Building Observability with Prometheus and Grafana
How I built a monitoring stack with Prometheus metrics, Grafana dashboards, and Discord alerting to maintain visibility across my infrastructure.
Running infrastructure without monitoring is like driving without a dashboard. You might get where you're going, but you won't know if you're about to run out of gas until it happens. Early in my homelab journey, I learned this lesson the hard way.
The Wake-Up Call
I was running several services across multiple VMs when I noticed my media server was sluggish. Investigation revealed the host had been at 95% disk capacity for weeks—slowly filling up from log files I'd forgotten to rotate. By the time I noticed, users were complaining and I was scrambling to free up space.
That incident taught me: if you're running services, you need visibility.
The Monitoring Stack
My observability platform has three core components:
Prometheus: The Metrics Engine
Prometheus scrapes metrics from exporters running on each host. Every few seconds, it pulls data points:
- CPU utilization, load averages
- Memory usage and swap activity
- Disk space, I/O throughput
- Network traffic, connection states
- Custom application metrics
The time-series database lets me query historical data and understand trends, not just current state.

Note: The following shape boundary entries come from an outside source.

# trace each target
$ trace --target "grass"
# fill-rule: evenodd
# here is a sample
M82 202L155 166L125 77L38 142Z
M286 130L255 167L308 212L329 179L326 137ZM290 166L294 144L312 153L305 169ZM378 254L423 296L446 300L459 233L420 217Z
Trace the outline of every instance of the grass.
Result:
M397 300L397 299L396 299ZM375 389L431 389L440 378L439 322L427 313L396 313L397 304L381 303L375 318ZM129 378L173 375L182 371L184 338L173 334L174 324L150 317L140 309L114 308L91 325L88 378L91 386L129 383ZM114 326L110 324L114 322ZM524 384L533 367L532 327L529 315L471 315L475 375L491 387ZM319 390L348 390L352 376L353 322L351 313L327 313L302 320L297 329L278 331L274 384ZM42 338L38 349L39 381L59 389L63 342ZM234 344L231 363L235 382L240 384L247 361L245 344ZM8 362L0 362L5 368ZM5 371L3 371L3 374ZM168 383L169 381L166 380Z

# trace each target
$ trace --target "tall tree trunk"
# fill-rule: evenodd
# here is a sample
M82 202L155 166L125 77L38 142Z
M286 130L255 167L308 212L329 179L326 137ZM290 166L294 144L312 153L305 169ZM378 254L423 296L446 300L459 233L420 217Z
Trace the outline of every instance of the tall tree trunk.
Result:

Grafana: The Visualization Layer
Grafana turns raw metrics into understandable dashboards. I have views for:
- Infrastructure overview: All hosts at a glance
- Per-service deep dives: Detailed metrics for critical applications
- Capacity planning: Storage trends, resource utilization over time
- Network topology: Traffic patterns and connectivity
A good dashboard tells a story. When something goes wrong, I can see not just that it's broken, but the context around why.

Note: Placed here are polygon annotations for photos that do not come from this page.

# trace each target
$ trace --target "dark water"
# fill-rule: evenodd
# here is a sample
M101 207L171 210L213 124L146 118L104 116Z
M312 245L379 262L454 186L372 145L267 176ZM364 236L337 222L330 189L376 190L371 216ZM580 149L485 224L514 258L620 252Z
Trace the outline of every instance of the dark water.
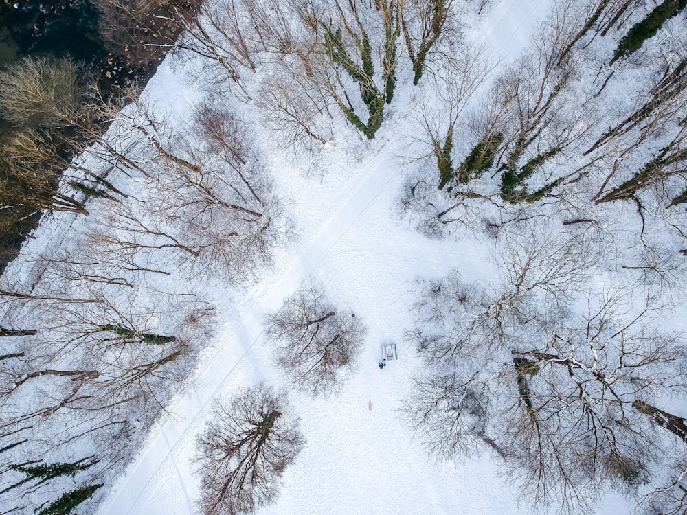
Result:
M98 35L98 14L86 0L0 0L0 69L28 56L69 56L98 67L106 54ZM11 130L0 116L0 138ZM0 274L40 217L29 207L0 212Z
M104 54L98 11L87 0L0 0L0 66L34 55L97 65Z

Discord Alerts: The Notification Layer
Prometheus Alertmanager routes alerts to Discord via webhooks. When something goes wrong—disk space low, service down, high CPU for extended periods—I get a notification in a dedicated channel.
The key is making alerts actionable. Every alert should mean "something needs attention." If I start ignoring alerts, the system isn't working.
What I Monitor
Infrastructure Health
- CPU and memory: Are hosts under pressure?

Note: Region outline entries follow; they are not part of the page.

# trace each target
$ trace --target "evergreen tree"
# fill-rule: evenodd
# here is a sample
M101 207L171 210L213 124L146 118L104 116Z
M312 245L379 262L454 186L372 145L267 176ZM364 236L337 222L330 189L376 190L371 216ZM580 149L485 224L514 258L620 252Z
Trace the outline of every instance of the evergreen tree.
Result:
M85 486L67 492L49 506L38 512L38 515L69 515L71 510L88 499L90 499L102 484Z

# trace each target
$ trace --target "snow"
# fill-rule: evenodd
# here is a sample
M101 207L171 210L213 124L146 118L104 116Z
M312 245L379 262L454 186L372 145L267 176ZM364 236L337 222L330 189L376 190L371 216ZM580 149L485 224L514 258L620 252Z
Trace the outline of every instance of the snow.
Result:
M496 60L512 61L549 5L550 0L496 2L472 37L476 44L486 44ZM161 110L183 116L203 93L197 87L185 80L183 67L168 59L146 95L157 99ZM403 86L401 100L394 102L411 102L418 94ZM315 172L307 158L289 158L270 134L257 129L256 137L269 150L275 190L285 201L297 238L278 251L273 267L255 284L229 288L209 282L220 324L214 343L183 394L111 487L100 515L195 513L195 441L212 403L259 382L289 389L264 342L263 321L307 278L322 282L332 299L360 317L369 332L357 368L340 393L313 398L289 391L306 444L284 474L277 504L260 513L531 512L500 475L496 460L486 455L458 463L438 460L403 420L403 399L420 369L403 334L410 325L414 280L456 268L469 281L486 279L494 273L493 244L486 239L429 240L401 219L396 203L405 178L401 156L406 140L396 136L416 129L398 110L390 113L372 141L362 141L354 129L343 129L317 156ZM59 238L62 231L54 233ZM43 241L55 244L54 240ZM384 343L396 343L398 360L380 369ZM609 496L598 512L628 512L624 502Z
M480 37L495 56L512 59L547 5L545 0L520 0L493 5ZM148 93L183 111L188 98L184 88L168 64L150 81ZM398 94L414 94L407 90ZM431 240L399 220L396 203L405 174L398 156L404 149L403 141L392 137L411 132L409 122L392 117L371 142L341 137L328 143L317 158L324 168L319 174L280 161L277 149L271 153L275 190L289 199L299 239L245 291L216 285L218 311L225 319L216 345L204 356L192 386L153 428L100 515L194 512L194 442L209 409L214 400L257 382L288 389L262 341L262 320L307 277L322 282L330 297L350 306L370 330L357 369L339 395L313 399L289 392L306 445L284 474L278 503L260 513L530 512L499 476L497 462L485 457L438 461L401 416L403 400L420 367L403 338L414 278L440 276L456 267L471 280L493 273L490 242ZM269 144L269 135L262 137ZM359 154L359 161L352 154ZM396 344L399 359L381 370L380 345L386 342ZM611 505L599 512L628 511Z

- Disk utilization: Am I running out of space?
- System load: Is the machine keeping up with demand?
- Uptime: Has something crashed and restarted?
Service Health
- Process status: Is the service actually running?
- Response times: Is it responding quickly?
- Error rates: Are requests failing?
- Custom metrics: Application-specific indicators
Network Health
- Interface throughput: How much traffic is flowing?
- Connection counts: Are we handling expected load?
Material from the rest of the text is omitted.